Vince Lanci, managing director of Cameron Hanover, says creating an export market would make something like the Pickens Plan work. The Pickens Plan is energy strategy created by energy executive T. Boone Pickens that in part calls for using natural gas as a transportation fuel to replace crude oil imports and develop renewable energy sources.
“If (natural gas) prices are so cheap, the government is going to wonder why we are exporting this cheap stuff and importing the expensive stuff (crude oil),” says Lanci. “It might finally get the momentum going to use more here.”
Exports Under Study
While Cheniere received approval by the DOE and FERC to proceed on its Sabine Pass LNG facility, it’s in pre-application mode with FERC to build another facility at its Corpus Christi plant, Ware said.

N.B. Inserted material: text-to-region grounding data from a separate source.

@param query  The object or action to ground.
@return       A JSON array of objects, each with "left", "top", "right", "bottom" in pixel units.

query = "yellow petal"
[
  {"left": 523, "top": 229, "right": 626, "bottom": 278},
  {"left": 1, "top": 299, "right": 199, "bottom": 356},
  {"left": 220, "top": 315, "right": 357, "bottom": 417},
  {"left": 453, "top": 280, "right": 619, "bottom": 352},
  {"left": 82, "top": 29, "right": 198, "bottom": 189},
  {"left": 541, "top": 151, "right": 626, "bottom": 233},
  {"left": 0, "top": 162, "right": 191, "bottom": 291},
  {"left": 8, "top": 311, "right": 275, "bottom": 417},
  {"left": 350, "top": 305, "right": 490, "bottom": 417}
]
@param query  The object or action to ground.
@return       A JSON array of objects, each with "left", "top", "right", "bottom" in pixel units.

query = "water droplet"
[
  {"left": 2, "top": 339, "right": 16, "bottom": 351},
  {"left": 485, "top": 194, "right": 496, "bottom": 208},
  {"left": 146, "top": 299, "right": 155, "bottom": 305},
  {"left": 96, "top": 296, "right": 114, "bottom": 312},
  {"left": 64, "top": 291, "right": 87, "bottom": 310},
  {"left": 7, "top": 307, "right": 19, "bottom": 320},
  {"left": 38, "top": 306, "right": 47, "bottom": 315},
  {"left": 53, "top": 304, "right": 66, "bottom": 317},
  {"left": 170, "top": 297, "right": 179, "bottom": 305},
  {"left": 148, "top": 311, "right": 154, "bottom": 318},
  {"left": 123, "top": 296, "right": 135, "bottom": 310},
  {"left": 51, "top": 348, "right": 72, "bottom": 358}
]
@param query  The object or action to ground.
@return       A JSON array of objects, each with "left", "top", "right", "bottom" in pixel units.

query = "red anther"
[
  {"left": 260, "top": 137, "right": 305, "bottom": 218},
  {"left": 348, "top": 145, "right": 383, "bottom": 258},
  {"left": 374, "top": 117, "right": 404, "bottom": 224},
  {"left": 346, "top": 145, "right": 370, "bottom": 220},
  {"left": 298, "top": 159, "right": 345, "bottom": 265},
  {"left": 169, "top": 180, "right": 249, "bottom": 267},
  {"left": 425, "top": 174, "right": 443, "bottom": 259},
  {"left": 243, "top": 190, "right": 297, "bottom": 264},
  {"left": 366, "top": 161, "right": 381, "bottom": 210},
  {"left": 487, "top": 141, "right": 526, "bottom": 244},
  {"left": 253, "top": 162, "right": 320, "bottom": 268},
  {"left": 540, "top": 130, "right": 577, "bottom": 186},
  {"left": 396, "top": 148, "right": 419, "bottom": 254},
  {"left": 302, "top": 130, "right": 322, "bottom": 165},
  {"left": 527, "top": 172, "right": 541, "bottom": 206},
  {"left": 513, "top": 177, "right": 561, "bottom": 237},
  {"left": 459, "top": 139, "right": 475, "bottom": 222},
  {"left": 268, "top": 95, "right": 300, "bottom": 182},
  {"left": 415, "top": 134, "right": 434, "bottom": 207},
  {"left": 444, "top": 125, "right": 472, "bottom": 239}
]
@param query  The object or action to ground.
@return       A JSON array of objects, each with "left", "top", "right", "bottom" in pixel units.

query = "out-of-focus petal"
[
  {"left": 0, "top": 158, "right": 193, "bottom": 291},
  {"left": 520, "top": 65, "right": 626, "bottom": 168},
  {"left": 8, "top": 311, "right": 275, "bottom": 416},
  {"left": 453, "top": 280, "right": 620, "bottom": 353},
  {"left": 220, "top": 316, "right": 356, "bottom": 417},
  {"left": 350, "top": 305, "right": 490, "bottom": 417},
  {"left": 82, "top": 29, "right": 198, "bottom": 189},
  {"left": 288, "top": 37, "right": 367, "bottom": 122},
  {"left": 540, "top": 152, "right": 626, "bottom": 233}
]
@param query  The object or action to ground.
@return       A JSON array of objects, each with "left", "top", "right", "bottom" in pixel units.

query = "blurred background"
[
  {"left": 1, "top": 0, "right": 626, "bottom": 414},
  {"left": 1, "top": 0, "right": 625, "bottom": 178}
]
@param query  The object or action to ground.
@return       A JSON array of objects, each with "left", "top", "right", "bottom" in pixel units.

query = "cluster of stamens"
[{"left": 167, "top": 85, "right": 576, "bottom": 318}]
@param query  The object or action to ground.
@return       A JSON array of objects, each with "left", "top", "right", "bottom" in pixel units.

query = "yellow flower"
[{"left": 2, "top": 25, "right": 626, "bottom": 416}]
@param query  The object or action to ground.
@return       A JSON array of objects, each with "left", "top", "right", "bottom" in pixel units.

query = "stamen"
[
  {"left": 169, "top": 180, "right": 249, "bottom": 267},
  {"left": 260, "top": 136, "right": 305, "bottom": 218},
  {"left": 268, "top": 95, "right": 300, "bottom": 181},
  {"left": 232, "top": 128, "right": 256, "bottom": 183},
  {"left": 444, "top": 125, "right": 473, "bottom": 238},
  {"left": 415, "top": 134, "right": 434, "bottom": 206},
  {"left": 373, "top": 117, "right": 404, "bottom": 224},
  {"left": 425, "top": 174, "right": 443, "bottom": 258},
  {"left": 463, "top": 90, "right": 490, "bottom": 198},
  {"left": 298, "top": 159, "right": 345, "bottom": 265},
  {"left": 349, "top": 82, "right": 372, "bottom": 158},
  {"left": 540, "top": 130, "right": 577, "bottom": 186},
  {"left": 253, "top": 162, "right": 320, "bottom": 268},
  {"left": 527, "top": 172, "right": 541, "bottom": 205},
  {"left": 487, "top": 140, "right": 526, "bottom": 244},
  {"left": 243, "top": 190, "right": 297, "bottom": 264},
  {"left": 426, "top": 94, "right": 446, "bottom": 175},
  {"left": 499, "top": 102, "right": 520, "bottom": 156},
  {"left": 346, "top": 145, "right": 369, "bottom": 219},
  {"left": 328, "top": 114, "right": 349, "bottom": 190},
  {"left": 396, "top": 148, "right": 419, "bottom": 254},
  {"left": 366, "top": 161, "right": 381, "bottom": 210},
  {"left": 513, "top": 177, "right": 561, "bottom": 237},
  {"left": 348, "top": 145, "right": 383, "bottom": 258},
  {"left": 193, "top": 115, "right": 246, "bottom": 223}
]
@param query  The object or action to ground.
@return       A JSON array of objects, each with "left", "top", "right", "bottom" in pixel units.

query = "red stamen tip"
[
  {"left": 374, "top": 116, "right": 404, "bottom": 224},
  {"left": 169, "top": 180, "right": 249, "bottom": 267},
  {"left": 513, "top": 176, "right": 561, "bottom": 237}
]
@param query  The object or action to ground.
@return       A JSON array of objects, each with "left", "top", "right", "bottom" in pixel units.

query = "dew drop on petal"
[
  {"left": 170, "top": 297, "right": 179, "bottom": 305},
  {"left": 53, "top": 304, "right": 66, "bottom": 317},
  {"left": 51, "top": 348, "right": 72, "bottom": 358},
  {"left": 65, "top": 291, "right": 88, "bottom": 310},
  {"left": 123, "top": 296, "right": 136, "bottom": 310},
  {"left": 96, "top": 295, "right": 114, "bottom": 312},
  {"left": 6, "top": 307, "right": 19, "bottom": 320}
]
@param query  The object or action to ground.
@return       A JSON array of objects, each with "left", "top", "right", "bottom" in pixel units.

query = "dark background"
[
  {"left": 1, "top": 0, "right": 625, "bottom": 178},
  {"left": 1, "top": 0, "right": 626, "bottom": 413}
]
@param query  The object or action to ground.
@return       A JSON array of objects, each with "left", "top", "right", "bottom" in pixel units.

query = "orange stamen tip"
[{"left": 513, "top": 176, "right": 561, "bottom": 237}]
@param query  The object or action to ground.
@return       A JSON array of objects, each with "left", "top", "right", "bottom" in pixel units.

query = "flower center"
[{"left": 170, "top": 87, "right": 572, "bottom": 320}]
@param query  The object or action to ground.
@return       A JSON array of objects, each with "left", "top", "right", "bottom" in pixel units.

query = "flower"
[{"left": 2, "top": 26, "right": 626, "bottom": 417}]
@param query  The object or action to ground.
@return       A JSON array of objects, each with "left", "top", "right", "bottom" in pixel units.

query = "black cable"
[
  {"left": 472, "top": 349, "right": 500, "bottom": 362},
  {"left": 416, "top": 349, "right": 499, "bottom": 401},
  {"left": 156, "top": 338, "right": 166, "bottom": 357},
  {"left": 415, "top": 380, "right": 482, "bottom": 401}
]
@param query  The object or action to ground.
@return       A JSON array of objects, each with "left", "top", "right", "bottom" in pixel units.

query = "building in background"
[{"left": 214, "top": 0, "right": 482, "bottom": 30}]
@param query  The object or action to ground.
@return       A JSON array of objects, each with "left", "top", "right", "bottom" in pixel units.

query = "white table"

The DOE has a moratorium to approve any further exports to countries where the U.S. does not have a free-trade agreement. Cheniere has four international customers for its Sabine Pass facilities, located in the U.K., Spain, South Korea and India, Ware says.
The moratorium is in place while DOE has two studies commissioned to review gas exports – one on the economic impact of exports, due at summer’s end, and a second on the domestic energy markets’ impact. The second report found that exports will raise domestic natural gas prices and production, but reduce domestic use and raise Canadian natural gas imports.
Tony Lerner, portfolio manager for an energy hedge fund who also conducts natural gas research for Cameron Hanover, says given the natural gas supply glut the U.S. needs to change its energy mindset.
“For the last 50 years we’ve had a scarcity mentality,” says Lerner. “Now with natural gas, we do have enough. I’ve never understood why we don’t want to export hydrocarbons when we export everything else. We’ve been tremendously reticent to do so and it makes no economic logic.”